To read applications for these three i3 grantees, click here and follow the links provided.

The Race to the Top–District (RTT-D) competition made its first awards in December 2012, and a competition for 2013 was announced on July 30. Three of the 16 2012 grantees are from the charter sector. RTT-D builds on the success of ED’s Race to the Top state grant program but focuses squarely on classrooms and the all-important relationship between educators and students, with an emphasis on personalizing learning for all students and providing school leaders and teachers with tools to help them meet their students’ needs and to accelerate and deepen their learning. Here are three charter grantees:

  • Harmony Public Schools in Texas received $29.9 million to implement project-based learning that allows students to focus on their studies, based on their interests and skills, through a curriculum that is aligned to high standards, as well as two other initiatives. Custom Day provides a two-hour block of time for targeted instruction along three flexible paths — remedial support, enrichment activities, and elective courses. The Harmony Performance Management Database provides customized dashboards to give teachers, students, and parents access to data that will allow them to track whether students are mastering college and career-ready graduation requirements.
  • IDEA Public Schools, located in Texas, received $29.2 million to improve the quality of its blended-learning instructional model for grades K-5 and expand its blended learning to grades 6-12. Additionally, the project is developing dashboards within Lightbulb, a data management system, to provide students with the ability to track progress towards high school graduation. These dashboards also will provide student performance data to parents, students, and teachers.
  • KIPP DC received $10 million to increase the number of highly effective teachers in the District of Columbia by enrolling 415 promising recruits in its Capital Teaching Residency (CTR) program. The training is designed to equip the teachers with skills that hasten and deepen student learning. The project is also providing schools with innovative tools and technology for teaching and learning, such as software that allows for individualized instruction aligned with Common Core standards. In addition, KIPP DC is developing a framework to share and support best practices with local and national partners.

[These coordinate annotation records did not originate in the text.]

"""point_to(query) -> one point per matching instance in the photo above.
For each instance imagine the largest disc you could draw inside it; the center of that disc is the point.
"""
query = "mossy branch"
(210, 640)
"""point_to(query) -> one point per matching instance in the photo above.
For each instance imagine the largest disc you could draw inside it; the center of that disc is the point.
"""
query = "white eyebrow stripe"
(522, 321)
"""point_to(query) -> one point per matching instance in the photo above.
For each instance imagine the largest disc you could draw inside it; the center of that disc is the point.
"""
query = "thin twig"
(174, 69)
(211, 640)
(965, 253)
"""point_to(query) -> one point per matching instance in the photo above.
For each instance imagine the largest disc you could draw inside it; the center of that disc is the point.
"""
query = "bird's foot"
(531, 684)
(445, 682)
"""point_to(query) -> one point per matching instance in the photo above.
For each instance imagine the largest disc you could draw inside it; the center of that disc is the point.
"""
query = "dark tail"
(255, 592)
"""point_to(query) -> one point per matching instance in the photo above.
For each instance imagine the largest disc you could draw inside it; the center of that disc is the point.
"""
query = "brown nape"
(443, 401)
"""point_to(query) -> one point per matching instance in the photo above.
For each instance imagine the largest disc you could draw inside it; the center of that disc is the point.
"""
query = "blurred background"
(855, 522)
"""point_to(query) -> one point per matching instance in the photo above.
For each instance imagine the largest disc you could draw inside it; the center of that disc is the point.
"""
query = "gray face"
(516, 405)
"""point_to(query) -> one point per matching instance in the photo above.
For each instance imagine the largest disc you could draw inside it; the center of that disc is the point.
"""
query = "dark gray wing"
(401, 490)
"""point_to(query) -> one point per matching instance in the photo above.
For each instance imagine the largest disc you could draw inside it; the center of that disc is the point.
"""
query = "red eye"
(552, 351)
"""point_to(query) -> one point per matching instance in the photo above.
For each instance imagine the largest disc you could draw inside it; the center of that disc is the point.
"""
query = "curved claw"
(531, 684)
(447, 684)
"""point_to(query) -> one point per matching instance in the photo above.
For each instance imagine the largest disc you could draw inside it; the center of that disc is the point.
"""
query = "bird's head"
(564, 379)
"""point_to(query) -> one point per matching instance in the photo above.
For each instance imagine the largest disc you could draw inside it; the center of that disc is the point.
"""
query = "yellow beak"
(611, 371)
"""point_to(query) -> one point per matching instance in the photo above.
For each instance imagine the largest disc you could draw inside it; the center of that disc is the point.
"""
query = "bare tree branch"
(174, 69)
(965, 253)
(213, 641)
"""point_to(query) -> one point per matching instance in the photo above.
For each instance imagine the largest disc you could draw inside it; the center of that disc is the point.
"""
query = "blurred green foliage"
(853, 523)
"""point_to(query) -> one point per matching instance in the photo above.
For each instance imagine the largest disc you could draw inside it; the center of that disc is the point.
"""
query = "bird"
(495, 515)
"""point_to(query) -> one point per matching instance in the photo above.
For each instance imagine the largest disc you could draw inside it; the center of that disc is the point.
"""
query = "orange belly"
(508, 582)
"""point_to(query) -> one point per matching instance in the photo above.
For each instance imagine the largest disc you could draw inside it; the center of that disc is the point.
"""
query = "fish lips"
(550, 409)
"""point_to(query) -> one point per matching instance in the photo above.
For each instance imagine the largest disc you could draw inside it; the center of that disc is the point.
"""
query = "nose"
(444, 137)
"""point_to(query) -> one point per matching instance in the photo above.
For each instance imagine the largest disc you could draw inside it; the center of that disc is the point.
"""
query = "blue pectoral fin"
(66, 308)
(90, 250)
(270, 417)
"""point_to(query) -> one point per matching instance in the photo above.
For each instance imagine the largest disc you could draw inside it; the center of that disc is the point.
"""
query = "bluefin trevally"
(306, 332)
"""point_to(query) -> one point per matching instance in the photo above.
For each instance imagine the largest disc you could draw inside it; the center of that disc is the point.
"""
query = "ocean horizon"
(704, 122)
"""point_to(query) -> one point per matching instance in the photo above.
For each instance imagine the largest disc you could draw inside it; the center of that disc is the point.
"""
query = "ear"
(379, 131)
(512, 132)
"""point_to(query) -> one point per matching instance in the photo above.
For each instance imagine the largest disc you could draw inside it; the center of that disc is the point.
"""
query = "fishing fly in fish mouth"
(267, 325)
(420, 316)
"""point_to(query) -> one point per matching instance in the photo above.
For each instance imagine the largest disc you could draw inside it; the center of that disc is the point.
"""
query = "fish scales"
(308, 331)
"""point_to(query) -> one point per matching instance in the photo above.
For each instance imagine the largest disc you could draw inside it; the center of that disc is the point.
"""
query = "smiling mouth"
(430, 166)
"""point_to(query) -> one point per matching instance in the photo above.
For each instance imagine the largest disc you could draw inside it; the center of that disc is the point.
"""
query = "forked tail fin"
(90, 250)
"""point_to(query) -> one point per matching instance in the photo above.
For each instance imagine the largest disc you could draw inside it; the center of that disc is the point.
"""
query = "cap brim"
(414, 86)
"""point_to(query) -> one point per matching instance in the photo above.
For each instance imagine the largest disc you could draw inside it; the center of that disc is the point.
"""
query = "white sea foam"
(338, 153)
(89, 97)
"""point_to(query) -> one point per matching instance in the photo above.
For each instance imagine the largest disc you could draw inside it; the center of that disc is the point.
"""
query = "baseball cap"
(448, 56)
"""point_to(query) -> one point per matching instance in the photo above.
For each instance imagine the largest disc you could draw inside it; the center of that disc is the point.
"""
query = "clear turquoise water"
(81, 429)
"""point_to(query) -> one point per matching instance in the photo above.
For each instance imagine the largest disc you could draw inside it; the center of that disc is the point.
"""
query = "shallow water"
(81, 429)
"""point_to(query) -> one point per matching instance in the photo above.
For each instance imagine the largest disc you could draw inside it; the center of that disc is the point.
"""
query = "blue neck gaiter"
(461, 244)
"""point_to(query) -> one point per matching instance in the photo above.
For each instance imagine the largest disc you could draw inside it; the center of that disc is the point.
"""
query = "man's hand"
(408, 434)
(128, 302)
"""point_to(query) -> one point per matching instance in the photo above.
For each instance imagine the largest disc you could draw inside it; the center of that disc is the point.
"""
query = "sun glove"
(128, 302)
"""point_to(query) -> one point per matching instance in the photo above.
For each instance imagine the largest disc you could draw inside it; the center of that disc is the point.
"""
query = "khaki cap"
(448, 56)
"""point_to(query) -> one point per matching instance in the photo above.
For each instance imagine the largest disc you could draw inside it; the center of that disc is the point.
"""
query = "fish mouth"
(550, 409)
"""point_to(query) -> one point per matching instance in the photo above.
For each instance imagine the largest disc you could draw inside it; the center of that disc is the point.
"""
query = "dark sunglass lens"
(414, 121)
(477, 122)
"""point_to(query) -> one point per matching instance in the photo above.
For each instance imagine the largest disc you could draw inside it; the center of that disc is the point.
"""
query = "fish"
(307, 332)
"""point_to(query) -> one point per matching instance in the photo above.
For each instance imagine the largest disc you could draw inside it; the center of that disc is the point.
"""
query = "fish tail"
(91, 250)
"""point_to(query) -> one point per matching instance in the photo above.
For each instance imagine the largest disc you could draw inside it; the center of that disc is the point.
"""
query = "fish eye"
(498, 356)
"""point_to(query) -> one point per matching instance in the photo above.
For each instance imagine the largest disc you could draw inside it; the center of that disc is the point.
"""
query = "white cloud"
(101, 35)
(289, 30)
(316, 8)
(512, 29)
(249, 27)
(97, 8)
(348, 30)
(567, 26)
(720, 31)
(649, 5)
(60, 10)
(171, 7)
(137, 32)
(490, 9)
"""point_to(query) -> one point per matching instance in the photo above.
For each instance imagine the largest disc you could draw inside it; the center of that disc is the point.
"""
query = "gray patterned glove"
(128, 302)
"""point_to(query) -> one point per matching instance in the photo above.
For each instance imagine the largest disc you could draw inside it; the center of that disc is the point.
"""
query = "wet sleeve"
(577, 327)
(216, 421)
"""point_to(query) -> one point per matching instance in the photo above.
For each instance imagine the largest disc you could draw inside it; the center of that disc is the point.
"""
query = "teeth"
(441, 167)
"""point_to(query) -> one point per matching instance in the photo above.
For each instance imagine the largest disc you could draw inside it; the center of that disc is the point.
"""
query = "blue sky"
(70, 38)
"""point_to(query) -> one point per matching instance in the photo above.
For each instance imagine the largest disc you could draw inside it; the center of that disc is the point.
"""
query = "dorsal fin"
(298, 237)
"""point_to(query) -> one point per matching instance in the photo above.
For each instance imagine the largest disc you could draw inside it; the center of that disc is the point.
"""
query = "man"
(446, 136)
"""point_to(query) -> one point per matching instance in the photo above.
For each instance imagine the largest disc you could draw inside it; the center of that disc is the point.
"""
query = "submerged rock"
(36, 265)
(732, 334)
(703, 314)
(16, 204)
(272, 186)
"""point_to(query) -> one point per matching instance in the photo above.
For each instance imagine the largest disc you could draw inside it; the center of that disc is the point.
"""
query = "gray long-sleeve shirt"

Click here to read the applications of these three grantees.

Throughout the conference, attendees heard how an invigorated emphasis on quality and accountability is improving education in many charter schools, particularly for African-American students in poverty and for Hispanic English language learners. In his keynote address, Secretary Duncan praised states with authorizers who award new charters only to high-quality applicants and who close down weak charter schools. Finally, the Secretary provided the charter community with future challenges: do better at educating students with disabilities [click here for related blog], overage students, students in the correctional system, and all English language learners; place more emphasis on developing students’ non-cognitive skills (like grit and self-regulation); expand charters into the early learning arena; and test out and apply new knowledge and research about how students learn.

Nancy Paulu is an education program specialist in OII’s Charter Schools Program.

The references to specific projects within this article does not constitute an endorsement by the Department of any particular practice, intervention, or activity being carried under these projects, or imply that other i3 and RTT-D projects are not carrying out important and high-quality activities.